The cost has not only been to Pat’s family. She estimates that M’s journeys through the revolving doors of courts, prison and hospitals have cost society at least $500,000, and likely more, as M stole to support her addiction. A fraction of that money spent on treatment at the right time could have steered a human being onto a better path, saving her and her family all that suffering.

It would have been cheaper and better for everyone concerned if M had been provided a daily dose of drugs under medical supervision. It sounds counter-intuitive to provide drugs to addicts — doesn’t that enable a filthy, destructive habit? — but the alternative is damaging and unproductive. How else, other than crime, does an addict with no income get her or his fix? That crime costs all of us.

Some countries deal with addiction-related problems by supplying addicts with heroin under controlled circumstances. For example, in the 1990s, the Netherlands began supplying long-term addicts with free heroin at government clinics, where counselling and health care were also available.

In the 1980s and 1990s, every large train station in the Netherlands was littered with junkies. Now, addicts have almost disappeared from public view and criminal behaviour among that group has plunged.

Providing free drugs hasn’t encouraged addiction, either. Heroin use among Dutch residents under the age of 40 is practically non-existent, while the group of addicts is shrinking and getting older.

Vancouver’s Insite, which provides a safe place to inject drugs, has succeeded in decreasing adverse social, economic and health effects of drug use.

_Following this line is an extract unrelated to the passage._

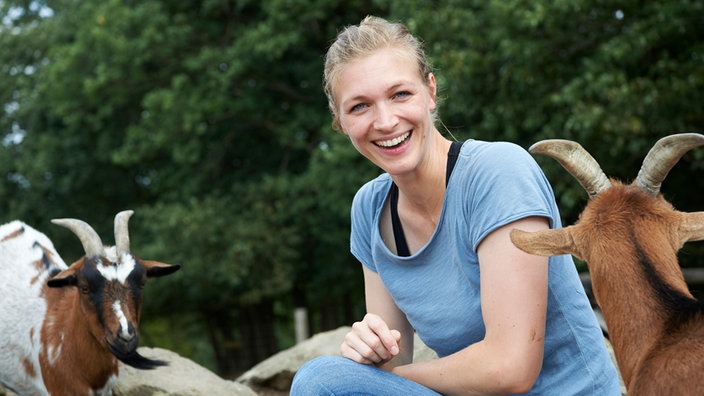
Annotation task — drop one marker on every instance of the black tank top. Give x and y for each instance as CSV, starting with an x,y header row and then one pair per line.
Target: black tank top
x,y
399,236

On the Island, the Victoria Integrated Court was launched in 2010 to help the mentally ill and those with addictions through the justice system. Before the court began operation, 66 problem people were responsible for nearly 6,500 calls to police. After these people participated in the integrated court, the calls generated by this group dropped to fewer than 2,700.

But it would be better if people could get treatment before they become regulars in the justice system or clients of safe-injection sites. Treatment centres are expensive, but the lack of treatment turns out to be even more costly.

“You have to reach people early,” said Pat. She said she has another family member who struggled with drugs, but got help and is now a productive, outstanding citizen.

“But if you can’t get someone into treatment, you can’t help. I’m not the only grandmother who’s hurting.”